Closed jjallaire closed 1 year ago
Hello: Is it possible to add this function?or use html details?
#| label: fig-plot2
#| fig-cap: !expr tippy::tippy(icons::fontawesome("question"),"answer")
ggplot2::ggplot()
#| fig-cap: "<details><summary>question</summary>answer</details>"
I think to do any of this sort of thing the best way currently is to inject javascript (using e.g. include-in-header
or include-after-body
that transforms the rendered content as you want at page load time.
I would love to see table/figure notes separated from a title, too! A while ago, I filed an issue to knitr
with the same request. It didn't seem to engender much interest though so I was wondering if the existing field fig-cap
could be hacked to accomodate this functionality instead? Perhaps some sort of post-processing could extract both title and notes from this one field or the \caption
command in LaTeX could be redefined to split them. But of course, native support would be much, much better.
Yes, please! This sounds like it would be very useful. I'm currently struggling with trying to hack my way with current Quarto functionality and python . Any suggestions?
This is something I would love to see have better support. Most fields suggested best practice is to include a short description next to the table, so this seems important. I have a hacked together solution for pdf/latex.

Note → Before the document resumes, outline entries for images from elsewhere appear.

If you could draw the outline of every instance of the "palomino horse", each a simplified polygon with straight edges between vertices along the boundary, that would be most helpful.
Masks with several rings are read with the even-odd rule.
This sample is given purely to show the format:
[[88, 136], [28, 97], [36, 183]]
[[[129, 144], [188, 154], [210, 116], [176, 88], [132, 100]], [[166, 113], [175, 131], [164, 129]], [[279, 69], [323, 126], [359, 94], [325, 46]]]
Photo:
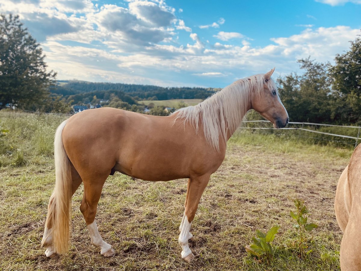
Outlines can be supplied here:
[[270, 78], [274, 70], [236, 81], [199, 104], [166, 117], [103, 108], [86, 110], [63, 122], [55, 134], [55, 188], [42, 242], [47, 257], [68, 249], [71, 196], [82, 182], [80, 210], [92, 244], [105, 256], [114, 255], [99, 235], [94, 219], [105, 180], [119, 171], [147, 181], [188, 178], [178, 241], [182, 258], [192, 261], [189, 231], [200, 199], [211, 174], [224, 159], [227, 140], [245, 114], [253, 108], [276, 128], [288, 122]]
[[361, 270], [361, 144], [351, 156], [339, 180], [335, 212], [343, 232], [340, 261], [343, 271]]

I header-includes \setkomafont{captionlabel}{\bfseries}
to make the "Table X" bold, then my tables I write the caption like this
| fruit | price |
|--------|--------|
| apple | 2.05 |
| pear | 1.37 |
| orange | 3.09 |
: **Fruit prices.** The price of fruit in dollars at the end of 2000. {#tbl-fruit tbl-colwidths="[75,25]"}
Which gives me
I'd prefer to be able to have more flexibility with font sizing / spacing / placement though.
The appropriate solution for these situations is to have custom formats render their figures however they desire. This is now possible in 1.4. We have preliminary documentation available here and here, but we'll document further before the release.
Specifically, arbitrarily-formatted captions should be implemented by a filter that overrides Quarto's figure rendering and adds whatever desired process by processing the FloatRefTarget node in a Lua filter.